Characterisation of the glycosylation of Humira (adalimumab) and Erbitux (Cetuximab) by high resolution mass spectrometry

Eric Largy
Fabrice Cantais
Géry Van Vyncht
Arnaud Delobel

Due to their mode of production, therapeutic mAbs present diverse and heterogeneous glycosylations. Their analysis may require the use of orthogonal techniques in order to fully characterize their nature and location. In this application note, the use of mass spectrometry as a powerful tool for Adalimumab and Cetuximab glycosylation characterization is presented.

Using a comprehensive workflow combining several analytical methods at the subunit, peptide, and released glycan levels, we extensively characterised the N-glycosylation of adalimumab and cetuximab with great consistency.
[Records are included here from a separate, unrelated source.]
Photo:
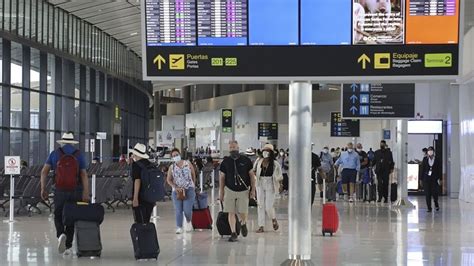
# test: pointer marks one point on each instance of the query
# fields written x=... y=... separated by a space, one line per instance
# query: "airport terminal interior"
x=237 y=132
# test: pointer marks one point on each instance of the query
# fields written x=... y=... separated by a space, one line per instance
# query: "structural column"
x=299 y=206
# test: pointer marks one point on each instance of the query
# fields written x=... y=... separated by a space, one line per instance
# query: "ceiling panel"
x=120 y=19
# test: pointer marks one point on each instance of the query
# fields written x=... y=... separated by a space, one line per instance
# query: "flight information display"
x=222 y=22
x=171 y=22
x=278 y=40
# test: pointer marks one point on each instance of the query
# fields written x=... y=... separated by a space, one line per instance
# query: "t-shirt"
x=137 y=172
x=362 y=156
x=315 y=164
x=243 y=166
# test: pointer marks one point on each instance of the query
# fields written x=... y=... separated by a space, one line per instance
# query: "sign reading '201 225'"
x=232 y=39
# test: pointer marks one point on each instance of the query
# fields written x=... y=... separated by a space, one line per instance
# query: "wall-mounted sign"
x=269 y=130
x=227 y=120
x=344 y=127
x=206 y=40
x=378 y=100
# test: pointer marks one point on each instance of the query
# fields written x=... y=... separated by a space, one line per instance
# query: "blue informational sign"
x=320 y=26
x=273 y=22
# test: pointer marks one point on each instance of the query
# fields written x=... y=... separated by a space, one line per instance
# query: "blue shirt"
x=53 y=158
x=349 y=160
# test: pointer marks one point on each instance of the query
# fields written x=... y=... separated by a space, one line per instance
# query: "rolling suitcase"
x=222 y=223
x=330 y=218
x=88 y=239
x=145 y=241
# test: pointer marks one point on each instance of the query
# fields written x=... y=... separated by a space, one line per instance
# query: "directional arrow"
x=354 y=98
x=353 y=110
x=158 y=60
x=354 y=87
x=364 y=59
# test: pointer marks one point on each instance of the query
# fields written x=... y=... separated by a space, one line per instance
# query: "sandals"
x=275 y=224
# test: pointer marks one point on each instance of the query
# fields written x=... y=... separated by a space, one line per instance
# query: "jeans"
x=266 y=198
x=184 y=206
x=60 y=199
x=142 y=213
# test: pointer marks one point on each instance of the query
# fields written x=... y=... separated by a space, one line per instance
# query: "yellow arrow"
x=364 y=59
x=159 y=60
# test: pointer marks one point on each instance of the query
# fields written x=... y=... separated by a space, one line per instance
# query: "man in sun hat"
x=71 y=184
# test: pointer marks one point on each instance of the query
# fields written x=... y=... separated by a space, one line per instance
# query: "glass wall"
x=48 y=95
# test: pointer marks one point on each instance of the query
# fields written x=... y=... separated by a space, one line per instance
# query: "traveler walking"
x=384 y=166
x=236 y=179
x=269 y=177
x=432 y=169
x=182 y=179
x=350 y=163
x=71 y=185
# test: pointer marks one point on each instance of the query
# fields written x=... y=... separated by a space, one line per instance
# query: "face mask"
x=234 y=154
x=177 y=158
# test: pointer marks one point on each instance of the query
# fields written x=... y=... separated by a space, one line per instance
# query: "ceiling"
x=120 y=19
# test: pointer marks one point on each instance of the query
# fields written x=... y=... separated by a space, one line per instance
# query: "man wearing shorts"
x=350 y=169
x=236 y=180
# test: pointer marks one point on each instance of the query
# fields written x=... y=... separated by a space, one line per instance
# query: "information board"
x=268 y=130
x=344 y=127
x=234 y=40
x=378 y=100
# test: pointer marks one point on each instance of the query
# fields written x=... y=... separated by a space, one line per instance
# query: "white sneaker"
x=62 y=244
x=68 y=252
x=189 y=227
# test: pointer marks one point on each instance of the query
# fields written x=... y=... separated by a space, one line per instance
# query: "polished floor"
x=370 y=234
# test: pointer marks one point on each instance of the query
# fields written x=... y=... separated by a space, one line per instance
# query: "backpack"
x=67 y=171
x=152 y=187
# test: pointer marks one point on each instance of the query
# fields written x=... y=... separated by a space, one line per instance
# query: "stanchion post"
x=94 y=179
x=12 y=200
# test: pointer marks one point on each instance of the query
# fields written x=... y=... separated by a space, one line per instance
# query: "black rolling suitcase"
x=222 y=223
x=88 y=239
x=145 y=241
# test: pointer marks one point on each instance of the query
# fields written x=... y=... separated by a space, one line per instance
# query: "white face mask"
x=177 y=158
x=266 y=154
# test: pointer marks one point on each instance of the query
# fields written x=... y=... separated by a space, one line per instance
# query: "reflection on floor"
x=370 y=234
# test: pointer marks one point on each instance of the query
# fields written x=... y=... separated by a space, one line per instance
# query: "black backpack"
x=152 y=187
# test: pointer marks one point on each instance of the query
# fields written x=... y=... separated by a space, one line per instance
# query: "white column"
x=299 y=216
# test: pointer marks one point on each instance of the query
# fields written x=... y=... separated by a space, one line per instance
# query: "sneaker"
x=244 y=230
x=68 y=252
x=189 y=227
x=233 y=237
x=62 y=244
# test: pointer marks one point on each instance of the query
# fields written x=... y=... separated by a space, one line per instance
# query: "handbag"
x=181 y=194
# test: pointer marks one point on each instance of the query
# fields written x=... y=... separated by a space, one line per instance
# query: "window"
x=34 y=110
x=51 y=72
x=16 y=77
x=15 y=107
x=50 y=112
x=34 y=69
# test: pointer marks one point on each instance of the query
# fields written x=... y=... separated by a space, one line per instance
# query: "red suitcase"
x=330 y=215
x=202 y=219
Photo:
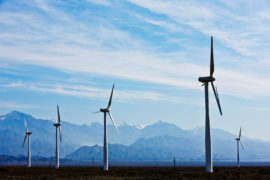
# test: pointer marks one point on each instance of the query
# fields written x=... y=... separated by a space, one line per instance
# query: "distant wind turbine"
x=58 y=127
x=238 y=140
x=27 y=134
x=105 y=146
x=205 y=81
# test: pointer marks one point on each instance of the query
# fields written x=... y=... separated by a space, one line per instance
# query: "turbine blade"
x=24 y=140
x=113 y=122
x=240 y=133
x=25 y=125
x=59 y=119
x=60 y=133
x=216 y=96
x=212 y=66
x=241 y=145
x=110 y=101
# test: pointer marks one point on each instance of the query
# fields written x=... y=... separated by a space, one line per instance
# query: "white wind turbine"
x=105 y=146
x=27 y=134
x=205 y=81
x=238 y=140
x=58 y=127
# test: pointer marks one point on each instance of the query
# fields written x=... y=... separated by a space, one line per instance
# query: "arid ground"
x=80 y=173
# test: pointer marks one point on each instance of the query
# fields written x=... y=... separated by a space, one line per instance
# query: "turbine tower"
x=58 y=127
x=105 y=146
x=206 y=80
x=238 y=140
x=27 y=134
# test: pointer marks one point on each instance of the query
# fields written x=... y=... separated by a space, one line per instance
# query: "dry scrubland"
x=228 y=173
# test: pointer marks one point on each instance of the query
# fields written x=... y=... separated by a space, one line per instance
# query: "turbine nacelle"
x=206 y=79
x=104 y=110
x=57 y=124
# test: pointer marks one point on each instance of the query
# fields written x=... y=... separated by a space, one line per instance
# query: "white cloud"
x=104 y=49
x=14 y=105
x=102 y=2
x=127 y=96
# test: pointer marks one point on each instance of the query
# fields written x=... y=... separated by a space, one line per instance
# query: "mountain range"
x=158 y=141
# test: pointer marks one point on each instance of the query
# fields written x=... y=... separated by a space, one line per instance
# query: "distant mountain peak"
x=138 y=126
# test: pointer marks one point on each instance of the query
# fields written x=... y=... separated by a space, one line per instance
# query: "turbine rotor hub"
x=206 y=79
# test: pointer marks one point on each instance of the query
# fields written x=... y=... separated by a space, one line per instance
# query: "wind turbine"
x=238 y=140
x=105 y=146
x=58 y=127
x=206 y=80
x=27 y=134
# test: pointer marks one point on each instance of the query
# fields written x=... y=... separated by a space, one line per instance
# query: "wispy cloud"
x=127 y=96
x=14 y=105
x=101 y=47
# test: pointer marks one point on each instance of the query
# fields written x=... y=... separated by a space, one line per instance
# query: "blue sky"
x=70 y=53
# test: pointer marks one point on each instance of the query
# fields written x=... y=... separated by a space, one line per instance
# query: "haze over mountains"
x=158 y=141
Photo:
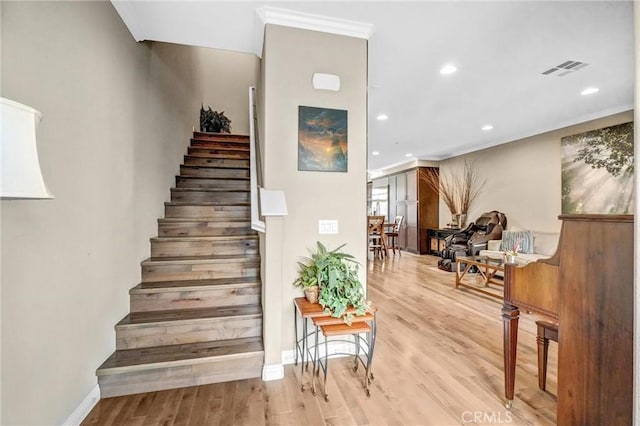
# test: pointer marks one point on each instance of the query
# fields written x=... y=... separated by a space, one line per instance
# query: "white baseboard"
x=84 y=408
x=272 y=372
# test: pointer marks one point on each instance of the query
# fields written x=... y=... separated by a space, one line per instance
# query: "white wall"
x=289 y=64
x=523 y=178
x=117 y=118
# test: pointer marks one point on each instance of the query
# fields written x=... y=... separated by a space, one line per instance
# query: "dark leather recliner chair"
x=472 y=239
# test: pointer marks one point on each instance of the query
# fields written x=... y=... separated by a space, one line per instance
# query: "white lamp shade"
x=20 y=175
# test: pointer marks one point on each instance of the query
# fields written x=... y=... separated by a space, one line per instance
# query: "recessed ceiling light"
x=448 y=69
x=589 y=91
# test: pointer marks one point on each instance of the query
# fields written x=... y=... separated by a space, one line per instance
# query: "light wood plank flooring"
x=438 y=361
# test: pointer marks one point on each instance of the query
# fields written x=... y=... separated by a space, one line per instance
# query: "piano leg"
x=510 y=316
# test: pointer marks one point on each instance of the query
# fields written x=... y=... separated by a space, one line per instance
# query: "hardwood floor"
x=438 y=361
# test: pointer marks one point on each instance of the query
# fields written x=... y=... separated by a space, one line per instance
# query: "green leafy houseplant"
x=336 y=273
x=214 y=121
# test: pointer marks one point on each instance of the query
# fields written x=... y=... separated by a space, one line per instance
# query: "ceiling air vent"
x=565 y=68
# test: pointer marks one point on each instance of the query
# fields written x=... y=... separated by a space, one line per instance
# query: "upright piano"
x=587 y=287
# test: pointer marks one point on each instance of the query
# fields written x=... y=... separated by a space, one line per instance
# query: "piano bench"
x=546 y=331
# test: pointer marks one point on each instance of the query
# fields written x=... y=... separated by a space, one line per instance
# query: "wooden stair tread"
x=185 y=285
x=207 y=203
x=231 y=220
x=220 y=238
x=211 y=145
x=218 y=258
x=213 y=166
x=212 y=135
x=174 y=355
x=209 y=190
x=190 y=314
x=184 y=177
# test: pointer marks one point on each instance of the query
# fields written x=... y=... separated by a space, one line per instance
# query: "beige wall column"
x=291 y=57
x=636 y=331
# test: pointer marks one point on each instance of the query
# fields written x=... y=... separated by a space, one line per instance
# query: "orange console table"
x=329 y=326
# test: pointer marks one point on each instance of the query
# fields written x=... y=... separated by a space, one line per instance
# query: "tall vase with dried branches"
x=458 y=191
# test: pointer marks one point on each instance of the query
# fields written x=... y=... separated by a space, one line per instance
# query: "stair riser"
x=219 y=153
x=199 y=271
x=156 y=379
x=190 y=160
x=207 y=196
x=230 y=212
x=229 y=184
x=197 y=298
x=204 y=229
x=212 y=144
x=161 y=248
x=211 y=172
x=182 y=332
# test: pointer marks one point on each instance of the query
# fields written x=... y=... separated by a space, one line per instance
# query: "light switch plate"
x=327 y=226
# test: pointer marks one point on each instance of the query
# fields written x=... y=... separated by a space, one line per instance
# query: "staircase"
x=196 y=317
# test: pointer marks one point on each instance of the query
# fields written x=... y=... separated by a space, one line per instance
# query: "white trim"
x=272 y=372
x=308 y=21
x=129 y=17
x=84 y=408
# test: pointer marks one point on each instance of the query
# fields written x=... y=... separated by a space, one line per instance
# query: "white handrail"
x=256 y=223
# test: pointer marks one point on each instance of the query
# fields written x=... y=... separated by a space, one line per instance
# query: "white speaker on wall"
x=326 y=82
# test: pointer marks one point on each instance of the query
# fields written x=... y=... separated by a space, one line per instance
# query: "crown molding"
x=308 y=21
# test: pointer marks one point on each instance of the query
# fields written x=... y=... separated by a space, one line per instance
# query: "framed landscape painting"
x=322 y=139
x=597 y=171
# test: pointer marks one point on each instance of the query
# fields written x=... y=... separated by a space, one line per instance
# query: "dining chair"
x=376 y=236
x=394 y=235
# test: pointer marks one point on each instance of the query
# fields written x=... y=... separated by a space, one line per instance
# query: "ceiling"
x=500 y=50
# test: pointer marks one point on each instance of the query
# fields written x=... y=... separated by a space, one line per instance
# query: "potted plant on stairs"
x=336 y=275
x=214 y=121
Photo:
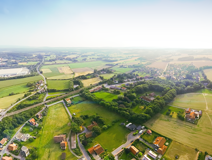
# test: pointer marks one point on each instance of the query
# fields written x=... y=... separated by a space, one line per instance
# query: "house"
x=134 y=150
x=96 y=149
x=59 y=138
x=3 y=141
x=188 y=110
x=90 y=127
x=12 y=147
x=149 y=131
x=152 y=154
x=89 y=134
x=63 y=145
x=7 y=158
x=24 y=151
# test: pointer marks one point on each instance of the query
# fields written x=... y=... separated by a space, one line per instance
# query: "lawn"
x=53 y=125
x=88 y=82
x=184 y=132
x=208 y=73
x=13 y=82
x=184 y=152
x=58 y=84
x=190 y=100
x=107 y=76
x=21 y=88
x=7 y=101
x=106 y=96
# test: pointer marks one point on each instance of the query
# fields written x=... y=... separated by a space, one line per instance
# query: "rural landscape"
x=83 y=105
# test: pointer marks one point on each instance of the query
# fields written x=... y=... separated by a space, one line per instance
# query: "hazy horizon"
x=106 y=24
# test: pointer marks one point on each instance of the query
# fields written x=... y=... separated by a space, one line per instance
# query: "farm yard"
x=53 y=125
x=58 y=84
x=88 y=82
x=7 y=101
x=184 y=152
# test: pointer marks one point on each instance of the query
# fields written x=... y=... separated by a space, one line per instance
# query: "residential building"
x=24 y=151
x=59 y=138
x=12 y=147
x=134 y=150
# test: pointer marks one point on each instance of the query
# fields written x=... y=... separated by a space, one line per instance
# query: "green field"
x=106 y=96
x=14 y=82
x=107 y=76
x=21 y=88
x=7 y=101
x=53 y=125
x=58 y=84
x=184 y=152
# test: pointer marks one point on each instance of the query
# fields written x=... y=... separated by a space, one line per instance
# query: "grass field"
x=184 y=152
x=13 y=82
x=7 y=101
x=53 y=125
x=88 y=82
x=21 y=88
x=107 y=76
x=208 y=73
x=58 y=84
x=112 y=137
x=106 y=96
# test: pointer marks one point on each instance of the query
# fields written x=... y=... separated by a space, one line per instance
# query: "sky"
x=106 y=23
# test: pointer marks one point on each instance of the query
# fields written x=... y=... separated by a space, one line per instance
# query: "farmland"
x=13 y=82
x=208 y=73
x=58 y=84
x=88 y=82
x=7 y=101
x=184 y=152
x=106 y=96
x=53 y=125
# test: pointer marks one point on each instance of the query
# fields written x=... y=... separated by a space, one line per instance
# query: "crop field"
x=114 y=136
x=58 y=84
x=184 y=132
x=159 y=65
x=184 y=152
x=107 y=76
x=190 y=100
x=106 y=96
x=7 y=101
x=65 y=70
x=12 y=82
x=53 y=125
x=21 y=88
x=208 y=73
x=88 y=82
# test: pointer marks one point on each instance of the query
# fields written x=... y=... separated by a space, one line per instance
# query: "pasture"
x=58 y=84
x=21 y=88
x=184 y=152
x=208 y=73
x=13 y=82
x=88 y=82
x=106 y=96
x=53 y=125
x=7 y=101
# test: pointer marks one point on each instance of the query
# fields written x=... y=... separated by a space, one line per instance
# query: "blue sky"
x=108 y=23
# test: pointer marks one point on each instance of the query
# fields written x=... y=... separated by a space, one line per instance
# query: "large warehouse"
x=13 y=72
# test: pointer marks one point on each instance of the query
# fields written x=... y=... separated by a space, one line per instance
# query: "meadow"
x=7 y=101
x=53 y=125
x=184 y=152
x=106 y=96
x=88 y=82
x=58 y=84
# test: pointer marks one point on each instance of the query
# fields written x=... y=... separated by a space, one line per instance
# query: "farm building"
x=14 y=72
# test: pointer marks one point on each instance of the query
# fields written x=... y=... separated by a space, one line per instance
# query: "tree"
x=97 y=130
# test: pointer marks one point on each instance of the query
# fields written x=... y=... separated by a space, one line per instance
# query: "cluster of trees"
x=8 y=124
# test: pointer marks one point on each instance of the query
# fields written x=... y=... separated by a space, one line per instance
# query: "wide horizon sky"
x=108 y=23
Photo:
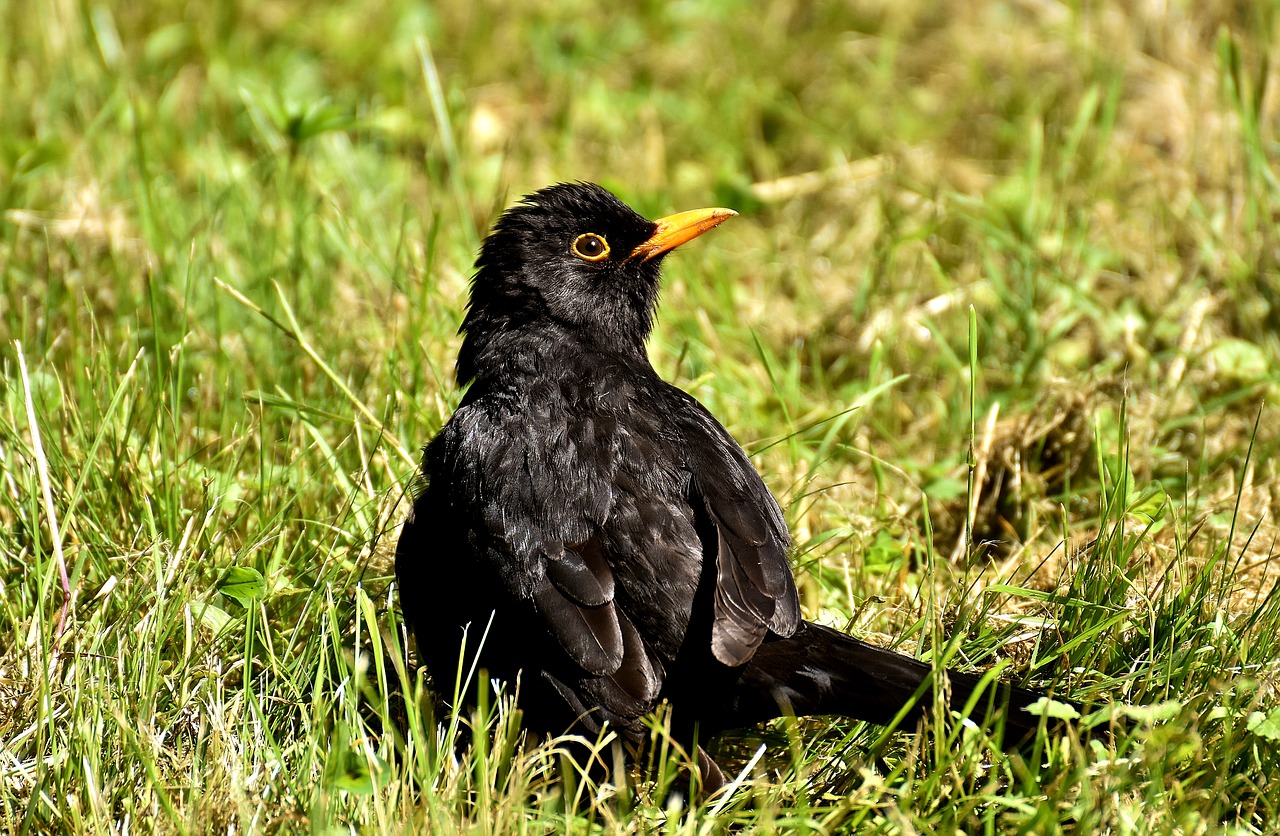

Profiling of the N-glycans was performed within a day using the RapiFluor-MS labelling kit (Waters), and is fully consistent with results from the literature. The Neu5Ac and Neu5Gc sialylation was quantified by straightforward acid-induced release and DMBlabelling, starting from small amounts of mAbs. The results are consistent with the N-glycosylation profiles determined previously.

Profiling of each of the N-glycosylation sites was performed by widepore HILIC/MS, after triple enzymatic digestion, yielding short peptides and a complete sequence coverage. This stationary phase allows a complete resolution of glycosylated peptides vs. aglycosylated peptides, and MSE data provides a confirmation of
the presence of glycans. We evidenced significant differences in the glycosylation of the two cetuximab sites, the overall profile being consistent with what was found by released glycans analysis.

Analysis of mAbs subunits, generated by IdeS enzyme digestion, followed by an in situ reduction, confirmed the glycosylation profile and the localisation of the glycosylation sites, with a much easier and faster sample preparation protocol than for the peptide mapping approach. It is also a way to confirm the molecular weight of these subunits, which may be challenging because of the important heterogeneity of glycosylation and other PTMs.

This comprehensive workflow is fully applicable to potentially any mAb or ADC, using small quantities of sample, and in a reduced amount of time. Other analytical methods are available at Quality Assistance to complete the study of therapeutic mAbs glycosylation, such as relative quantification of the fucosylation, sialylation profiling by mixed-mode chromatography, and MALDI TOF profiling.